Written by Harvey Jones. Times are tough for commodity stocks, and everyone knows why. China has been the world leader in human demand for years, consuming 60 percent of the world’s metals and minerals. But the world’s second-largest economy is in trouble and struggling to turn things around.
However, things are looking good as Beijing unveils a new stimulus package while US interest rate cuts could revive the wider global economy.
I Rio Tinto (LSE: RIO) share price is up 5% over 12 months but still looks good value with a price to earnings ratio of 9.97%. Its shares are expected to yield 5.81% next year.
The biggest risk is that China’s latest stimulus plan will fail to turn the dial, and we’ll be back to square one.
However, with a profit like this, Rio Tinto shares look like a no-brainer buy for investors patiently waiting for better days.
Harvey Jones does not own shares in Rio Tinto.
TP ICAP
What it does: TP ICAP is a capital markets infrastructure company and operates as the world’s largest broker for profit.
Written by Kevin Godbold. In August, TP ICAP (LSE: TCAP) has released a good set of numbers for the 2024 half year. The outlook statement was upbeat and CEO Nicolas Breteau said the company is focused on diversification. “it pays off”.
The business facilitates transactions between financial institutions, and market volatility can lead to enhanced trading. Another risk for shareholders is that markets can be quiet leading to lower cash flow and company profits.
We saw the danger playing out leading to the coronavirus.
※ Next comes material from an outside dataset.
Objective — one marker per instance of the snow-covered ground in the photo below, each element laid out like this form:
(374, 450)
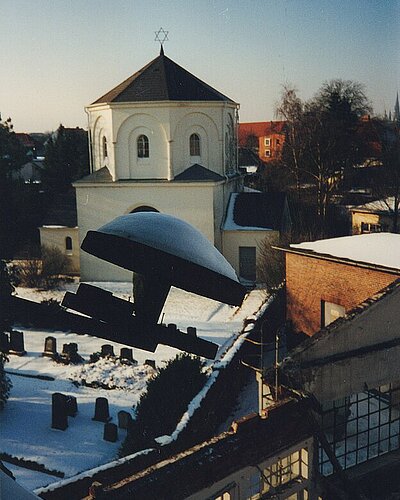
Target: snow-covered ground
(25, 422)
Earnings have been falling for several years and directors have cut the dividend in 2020.
However, dividends and shareholder payouts have been growing steadily since then. There is also a share buyback program in place which suggests that the company has plenty of spare cash coming in.
Meanwhile, with the share price close to 234p, the forward dividend yield to 2025 is just under 6.8%, which looks attractive to me.
Kevin Godbold has no shares in TP ICAP.